London UK Tackles Failing Music Venues
Today in London, one of the world’s most prominent Music Cities, Mayor Boris Johnson made an historic announcement in hopes of stemming the threats posed against live music venues in the city.
As described in The Mastering of a Music City, Mayor Johnson established a Music Venues Taskforce earlier this year that was chaired by Mark Davyd of the Music Venue Trust. The task force has paved the way for a commitment by the City of London to a number of key policies described and recommended in our report, including:
- The Agent of Change principle which has been effectively used in Melbourne and Montreal;
- The London Music Development Board, an advisory board with broad representation from the music community and key public sector departments;
- A champion for the night-time economy; and,
- A pro-music planning approach with such things as a Culture and Planning Guide that provides ideas as to how planning policy can protect venues and cultural spaces, and an upcoming symposium with developers.
In addition, the Mayor’s announcement says that his office “will continue to work closely with local authorities, developers and the music industry to encourage a pro-culture approach, particularly in areas where there are music zones and clusters for example Camden, Denmark Street, Hackney and Soho.

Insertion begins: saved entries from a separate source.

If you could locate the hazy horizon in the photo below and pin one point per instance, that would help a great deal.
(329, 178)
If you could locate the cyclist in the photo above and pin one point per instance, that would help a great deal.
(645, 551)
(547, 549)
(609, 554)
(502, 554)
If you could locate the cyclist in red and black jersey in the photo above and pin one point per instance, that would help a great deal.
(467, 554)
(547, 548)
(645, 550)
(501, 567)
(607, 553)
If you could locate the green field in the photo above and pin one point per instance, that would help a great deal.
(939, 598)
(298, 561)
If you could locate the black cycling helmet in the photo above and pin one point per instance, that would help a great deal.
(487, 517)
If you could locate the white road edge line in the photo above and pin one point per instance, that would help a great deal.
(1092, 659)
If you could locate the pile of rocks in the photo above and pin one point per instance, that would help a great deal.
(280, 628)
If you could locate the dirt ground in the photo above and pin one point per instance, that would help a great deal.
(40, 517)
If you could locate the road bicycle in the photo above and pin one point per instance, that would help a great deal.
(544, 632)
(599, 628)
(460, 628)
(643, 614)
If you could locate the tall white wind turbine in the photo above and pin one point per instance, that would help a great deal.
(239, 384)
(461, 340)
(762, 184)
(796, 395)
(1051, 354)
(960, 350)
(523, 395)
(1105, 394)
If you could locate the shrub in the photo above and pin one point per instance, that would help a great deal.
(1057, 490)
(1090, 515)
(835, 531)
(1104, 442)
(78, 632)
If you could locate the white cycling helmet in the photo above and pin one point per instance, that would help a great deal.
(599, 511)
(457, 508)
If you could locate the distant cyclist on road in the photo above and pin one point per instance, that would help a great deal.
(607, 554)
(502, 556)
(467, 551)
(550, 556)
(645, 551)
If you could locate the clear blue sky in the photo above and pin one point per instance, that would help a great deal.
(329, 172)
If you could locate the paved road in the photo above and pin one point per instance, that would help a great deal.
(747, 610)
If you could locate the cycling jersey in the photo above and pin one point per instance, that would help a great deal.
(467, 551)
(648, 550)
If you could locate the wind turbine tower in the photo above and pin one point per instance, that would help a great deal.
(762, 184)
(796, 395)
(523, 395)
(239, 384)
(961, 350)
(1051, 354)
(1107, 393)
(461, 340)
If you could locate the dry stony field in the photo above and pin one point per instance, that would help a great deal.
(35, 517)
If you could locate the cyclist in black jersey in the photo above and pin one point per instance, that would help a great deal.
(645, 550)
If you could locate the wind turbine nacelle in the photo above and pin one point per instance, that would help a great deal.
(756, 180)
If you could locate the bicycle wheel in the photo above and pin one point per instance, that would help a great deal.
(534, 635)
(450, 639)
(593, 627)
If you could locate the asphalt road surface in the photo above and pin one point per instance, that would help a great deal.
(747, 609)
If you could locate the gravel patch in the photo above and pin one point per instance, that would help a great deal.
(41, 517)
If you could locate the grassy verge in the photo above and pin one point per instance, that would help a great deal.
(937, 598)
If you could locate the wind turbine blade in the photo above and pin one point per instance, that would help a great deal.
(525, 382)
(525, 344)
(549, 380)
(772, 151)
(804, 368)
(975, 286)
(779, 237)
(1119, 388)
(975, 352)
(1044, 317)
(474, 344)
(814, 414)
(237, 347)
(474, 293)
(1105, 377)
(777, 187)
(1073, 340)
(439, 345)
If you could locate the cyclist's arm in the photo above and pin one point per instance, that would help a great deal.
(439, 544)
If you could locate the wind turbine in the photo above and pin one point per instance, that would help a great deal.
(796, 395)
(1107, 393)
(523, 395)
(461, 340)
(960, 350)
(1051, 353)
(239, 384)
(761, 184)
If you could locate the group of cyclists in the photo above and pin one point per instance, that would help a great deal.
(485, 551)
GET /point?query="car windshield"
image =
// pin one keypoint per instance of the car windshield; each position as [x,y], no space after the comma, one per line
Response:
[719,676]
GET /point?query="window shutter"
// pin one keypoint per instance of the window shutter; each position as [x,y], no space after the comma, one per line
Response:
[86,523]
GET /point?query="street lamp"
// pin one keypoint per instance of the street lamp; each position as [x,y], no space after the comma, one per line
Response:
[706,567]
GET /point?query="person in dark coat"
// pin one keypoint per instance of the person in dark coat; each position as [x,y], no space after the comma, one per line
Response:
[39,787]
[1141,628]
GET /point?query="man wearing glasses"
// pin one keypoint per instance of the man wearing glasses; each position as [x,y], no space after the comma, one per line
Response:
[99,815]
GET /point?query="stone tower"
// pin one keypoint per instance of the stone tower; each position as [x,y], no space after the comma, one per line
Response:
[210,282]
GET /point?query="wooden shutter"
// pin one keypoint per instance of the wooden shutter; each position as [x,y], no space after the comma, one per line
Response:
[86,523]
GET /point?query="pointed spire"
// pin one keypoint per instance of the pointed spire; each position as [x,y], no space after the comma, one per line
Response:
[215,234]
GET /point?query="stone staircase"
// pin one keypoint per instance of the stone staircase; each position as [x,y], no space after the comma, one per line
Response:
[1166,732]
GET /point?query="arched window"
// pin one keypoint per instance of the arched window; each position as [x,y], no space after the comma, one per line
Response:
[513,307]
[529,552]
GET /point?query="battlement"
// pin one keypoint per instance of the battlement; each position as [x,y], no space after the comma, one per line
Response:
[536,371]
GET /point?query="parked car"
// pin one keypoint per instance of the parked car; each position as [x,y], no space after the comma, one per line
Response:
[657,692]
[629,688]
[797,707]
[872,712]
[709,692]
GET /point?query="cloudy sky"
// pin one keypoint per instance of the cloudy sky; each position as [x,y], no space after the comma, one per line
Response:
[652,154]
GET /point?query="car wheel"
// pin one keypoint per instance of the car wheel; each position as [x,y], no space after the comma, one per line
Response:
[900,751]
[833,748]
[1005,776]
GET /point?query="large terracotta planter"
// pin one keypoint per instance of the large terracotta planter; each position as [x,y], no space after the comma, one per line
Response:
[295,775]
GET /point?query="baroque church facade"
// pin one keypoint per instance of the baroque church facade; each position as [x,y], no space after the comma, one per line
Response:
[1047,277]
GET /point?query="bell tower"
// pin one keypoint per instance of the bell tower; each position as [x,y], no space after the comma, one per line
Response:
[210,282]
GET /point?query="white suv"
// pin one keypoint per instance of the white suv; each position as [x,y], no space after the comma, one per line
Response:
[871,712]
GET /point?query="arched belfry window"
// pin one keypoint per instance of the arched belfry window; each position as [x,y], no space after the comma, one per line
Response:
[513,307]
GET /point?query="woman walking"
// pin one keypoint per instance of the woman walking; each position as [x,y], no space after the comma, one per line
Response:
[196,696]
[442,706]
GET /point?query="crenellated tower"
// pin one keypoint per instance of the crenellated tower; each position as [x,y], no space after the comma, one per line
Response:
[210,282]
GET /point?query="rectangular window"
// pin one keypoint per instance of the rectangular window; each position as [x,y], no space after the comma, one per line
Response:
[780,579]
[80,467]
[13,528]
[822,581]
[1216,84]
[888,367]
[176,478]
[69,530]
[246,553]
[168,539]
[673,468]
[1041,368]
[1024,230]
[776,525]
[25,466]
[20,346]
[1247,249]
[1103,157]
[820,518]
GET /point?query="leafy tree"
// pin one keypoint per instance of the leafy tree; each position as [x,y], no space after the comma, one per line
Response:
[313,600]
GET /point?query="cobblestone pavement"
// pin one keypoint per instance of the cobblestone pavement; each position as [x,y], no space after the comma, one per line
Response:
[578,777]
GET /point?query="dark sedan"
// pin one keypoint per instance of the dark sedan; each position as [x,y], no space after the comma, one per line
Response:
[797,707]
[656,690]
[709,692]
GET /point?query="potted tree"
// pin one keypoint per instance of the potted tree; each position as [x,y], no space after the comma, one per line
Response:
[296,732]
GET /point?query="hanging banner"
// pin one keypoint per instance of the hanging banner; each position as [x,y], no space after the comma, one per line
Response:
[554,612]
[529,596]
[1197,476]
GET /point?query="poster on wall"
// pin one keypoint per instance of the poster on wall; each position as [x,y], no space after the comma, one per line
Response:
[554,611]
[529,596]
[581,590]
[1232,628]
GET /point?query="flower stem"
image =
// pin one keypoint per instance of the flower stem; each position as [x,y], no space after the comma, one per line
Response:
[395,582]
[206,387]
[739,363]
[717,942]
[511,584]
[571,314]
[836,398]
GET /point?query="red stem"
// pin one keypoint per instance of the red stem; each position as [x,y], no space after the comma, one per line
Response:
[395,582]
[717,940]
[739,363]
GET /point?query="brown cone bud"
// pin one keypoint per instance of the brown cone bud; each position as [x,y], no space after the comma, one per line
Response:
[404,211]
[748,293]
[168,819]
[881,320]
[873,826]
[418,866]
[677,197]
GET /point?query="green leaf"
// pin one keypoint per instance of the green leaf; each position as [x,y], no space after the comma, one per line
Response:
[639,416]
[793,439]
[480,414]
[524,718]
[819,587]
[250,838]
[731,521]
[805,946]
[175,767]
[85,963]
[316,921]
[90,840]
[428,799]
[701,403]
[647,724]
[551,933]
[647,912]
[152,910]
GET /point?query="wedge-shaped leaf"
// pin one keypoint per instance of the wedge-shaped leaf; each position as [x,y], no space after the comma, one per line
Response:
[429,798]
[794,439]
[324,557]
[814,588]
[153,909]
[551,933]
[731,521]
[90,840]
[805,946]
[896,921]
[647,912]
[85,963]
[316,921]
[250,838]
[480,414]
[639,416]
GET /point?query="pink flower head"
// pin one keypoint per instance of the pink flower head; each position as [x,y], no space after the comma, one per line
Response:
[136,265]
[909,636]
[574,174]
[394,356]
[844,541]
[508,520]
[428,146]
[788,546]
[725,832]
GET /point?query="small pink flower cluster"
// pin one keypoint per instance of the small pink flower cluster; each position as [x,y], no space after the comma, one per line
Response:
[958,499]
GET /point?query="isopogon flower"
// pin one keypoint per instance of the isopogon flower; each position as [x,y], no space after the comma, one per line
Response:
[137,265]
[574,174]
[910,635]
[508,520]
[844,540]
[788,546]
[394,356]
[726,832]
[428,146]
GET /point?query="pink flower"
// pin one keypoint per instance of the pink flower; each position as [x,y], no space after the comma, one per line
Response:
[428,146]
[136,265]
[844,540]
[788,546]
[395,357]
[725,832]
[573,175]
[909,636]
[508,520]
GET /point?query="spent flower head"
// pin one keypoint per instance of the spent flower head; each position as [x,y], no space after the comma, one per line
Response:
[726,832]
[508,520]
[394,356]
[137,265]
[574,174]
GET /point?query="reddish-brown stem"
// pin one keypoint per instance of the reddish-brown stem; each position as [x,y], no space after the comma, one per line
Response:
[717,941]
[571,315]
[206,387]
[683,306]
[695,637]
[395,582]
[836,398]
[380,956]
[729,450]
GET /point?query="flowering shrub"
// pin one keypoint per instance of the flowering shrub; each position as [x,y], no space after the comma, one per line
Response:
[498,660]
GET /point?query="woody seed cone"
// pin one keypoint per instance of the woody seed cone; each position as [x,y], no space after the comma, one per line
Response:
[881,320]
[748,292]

The Mayor’s Venues Taskforce conducted a census of the live music venues in the city and found that 35% had been lost since 2007. The Mayor’s press release notes the importance of venues as incubators of talent, and drivers of music tourism. Musicians Frank Turner and Ed Sheeran also commented on the announcement, reinforcing the importance of the availability of spaces for new talent as they hone their skills and develop an audience.
We’re pleased that The Mastering of a Music City has been helpful in this exercise, but the real work has been done by the members of the task force and local advocates like Shain Shapiro of the Music Cities Convention and Tim Arnold of Save Soho. Congratulations! A lot is at stake in London, a great Music City where artists from around the world go to perform.